和歌山県南紀のニュース/AGARA 紀伊民報

ワーケーションで梅収穫 和歌山県みなべで首都圏の会社員ら

梅を収穫する都市部からのワーケーション企画の参加者(和歌山県みなべ町山内で)
梅を収穫する都市部からのワーケーション企画の参加者(和歌山県みなべ町山内で)
国民宿舎紀州路みなべの「ワークスペース」を利用する参加者(和歌山県みなべ町埴田で)
国民宿舎紀州路みなべの「ワークスペース」を利用する参加者(和歌山県みなべ町埴田で)
 世界農業遺産「みなべ・田辺の梅システム」に認定されている梅産地、和歌山県みなべ町で今月に入り、首都圏の人らが梅の収穫を手伝ったり、町内で本業の仕事をしたりする「梅収穫ワーケーション」(仕事と休暇の組み合わせ)の新たな取り組みが始まった。


 消費材メーカーの「ユニリーバ・ジャパン・ホールディングス」(東京)の島田由香人事総務本部長(48)=東京都=が主宰する、働く場所や時間などを選ばない新しい働き方に共感する人たちでつくるグループ「Team WAA!(チーム・ワー)」が主催した。
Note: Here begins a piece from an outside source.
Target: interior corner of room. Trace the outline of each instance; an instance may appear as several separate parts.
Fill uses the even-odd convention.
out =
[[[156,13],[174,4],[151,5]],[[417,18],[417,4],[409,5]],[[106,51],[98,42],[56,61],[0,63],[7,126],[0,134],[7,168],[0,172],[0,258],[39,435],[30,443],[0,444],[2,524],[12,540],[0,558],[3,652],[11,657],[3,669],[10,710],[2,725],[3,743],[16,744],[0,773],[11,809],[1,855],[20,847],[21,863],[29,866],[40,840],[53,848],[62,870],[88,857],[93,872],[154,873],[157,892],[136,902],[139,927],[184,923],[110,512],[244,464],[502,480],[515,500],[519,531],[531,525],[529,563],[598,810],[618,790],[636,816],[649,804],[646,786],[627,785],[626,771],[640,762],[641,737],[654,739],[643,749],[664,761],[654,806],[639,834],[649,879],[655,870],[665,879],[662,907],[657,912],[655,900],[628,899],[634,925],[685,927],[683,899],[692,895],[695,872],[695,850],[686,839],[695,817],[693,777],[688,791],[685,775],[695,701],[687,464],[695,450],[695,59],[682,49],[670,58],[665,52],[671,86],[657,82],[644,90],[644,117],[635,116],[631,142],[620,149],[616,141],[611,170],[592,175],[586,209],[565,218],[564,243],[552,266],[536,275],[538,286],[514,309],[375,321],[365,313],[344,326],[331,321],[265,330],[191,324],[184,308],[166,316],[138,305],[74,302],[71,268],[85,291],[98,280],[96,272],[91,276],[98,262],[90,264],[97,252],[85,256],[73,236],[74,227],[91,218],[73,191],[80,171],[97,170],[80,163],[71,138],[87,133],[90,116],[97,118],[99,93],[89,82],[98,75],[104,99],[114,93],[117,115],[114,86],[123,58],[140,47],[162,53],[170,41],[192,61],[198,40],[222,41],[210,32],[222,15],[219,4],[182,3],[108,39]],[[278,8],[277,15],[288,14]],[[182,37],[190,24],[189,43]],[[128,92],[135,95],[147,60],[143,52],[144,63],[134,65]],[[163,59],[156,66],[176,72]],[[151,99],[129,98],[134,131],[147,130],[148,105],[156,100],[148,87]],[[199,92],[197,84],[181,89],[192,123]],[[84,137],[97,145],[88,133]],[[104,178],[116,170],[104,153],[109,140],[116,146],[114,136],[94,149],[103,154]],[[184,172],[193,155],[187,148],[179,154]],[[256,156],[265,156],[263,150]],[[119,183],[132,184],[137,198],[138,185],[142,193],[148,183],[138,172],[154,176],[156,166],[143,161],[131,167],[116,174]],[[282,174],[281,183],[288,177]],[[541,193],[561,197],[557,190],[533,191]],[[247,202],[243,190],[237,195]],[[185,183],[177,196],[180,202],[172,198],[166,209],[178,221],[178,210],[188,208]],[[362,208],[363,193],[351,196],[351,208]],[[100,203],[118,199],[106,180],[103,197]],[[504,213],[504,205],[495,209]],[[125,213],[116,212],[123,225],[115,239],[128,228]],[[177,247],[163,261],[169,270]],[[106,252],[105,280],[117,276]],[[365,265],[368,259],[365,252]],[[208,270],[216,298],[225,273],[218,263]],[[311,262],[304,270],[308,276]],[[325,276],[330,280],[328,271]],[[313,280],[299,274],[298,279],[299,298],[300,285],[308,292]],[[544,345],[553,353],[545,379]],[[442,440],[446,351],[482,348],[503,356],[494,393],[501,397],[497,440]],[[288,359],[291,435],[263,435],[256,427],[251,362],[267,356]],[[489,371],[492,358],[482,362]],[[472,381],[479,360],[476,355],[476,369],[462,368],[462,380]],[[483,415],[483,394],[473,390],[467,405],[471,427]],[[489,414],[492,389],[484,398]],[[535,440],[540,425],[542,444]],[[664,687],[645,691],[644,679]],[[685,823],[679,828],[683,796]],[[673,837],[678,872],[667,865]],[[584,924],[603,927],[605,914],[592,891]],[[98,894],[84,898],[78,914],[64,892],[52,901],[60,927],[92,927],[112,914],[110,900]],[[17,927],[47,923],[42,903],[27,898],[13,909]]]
県、町、農林水産省が協力している。

 グループのメンバーや呼びかけに応じた会社員や経営者など125人が順次、参加する。町内の宿泊施設などに滞在しながら、町内の農家10軒で収穫作業を手伝う。期間は人それぞれで、2週間や1カ月間滞在し、収穫作業と仕事をする人もいる。宿泊、交通費などは自己負担で報酬などはない。

 島田さんは、飛行機で白浜町に来てワーケーションをすることが多く、今回、みなべ町の農家や加工業者と知り合う中で、ワーケーションと世界農業遺産の両方を盛り上げられたらと、この取り組みを企画した。今回は30日までだが、来年以降も継続したい考えという。

■充実した日々 参加者から好評

 4日には、参加者や県と町幹部による意見交換会があった。県の長尾尚佳企画部長(58)は「和歌山の自然豊かな中でリフレッシュして、仕事の生産性が上がればうれしいし、梅収穫の人手不足の助け、和歌山県や農業遺産のことを知ってもらうことになれば大変ありがたい」と歓迎した。

 横浜市の会社員、山口敦司さん(61)は「梅の実の大きさや重みを感じながらの収穫で新鮮。収穫作業と本業の仕事を交互にするのは良い」と充実した表情だった。

 他の参加者からも「収穫が梅の製品になる第一歩と思うとわくわくし、大切に扱う意識になる。脚立に乗ることも普段はないし、普段できないことや、やってみないと分からないことができて、いろいろな気付きがある」「体験したことを発信し、ワーケーションの良さを広めたい」などの声があった。

 一方で「自己負担でも参加する価値はあるが、交通や宿泊の補助があれば参加しやすくなる」などの要望もあった。

■「理解深め合えれば」

 町は今春、ワーケーション誘致のため、町の施設「国民宿舎紀州路みなべ」に、仕事ができる「ワークスペース」を整備するなどもしており、同施設を利用して参加する人もいるという。

 受け入れ農家の一人、同町西岩代の中早大輔さん(40)は「食の重要性について、私たち農業者と消費者はもっと理解を深め合わなければいけないと思う。また、地元にいると気付きにくいことも、外からの視点で気付かされることもある。関係人口を広げ、そうしたきっかけになっていけば」と期待した。

 島田さんは「見渡す限り緑という都会にはない世界の中で収穫作業に集中することは脳にも良い影響があるし、心地いい。1次産業の大切さも感じており、少しでも役に立つことができれば。地域を広げるなどしながら続けていきたい」と話した。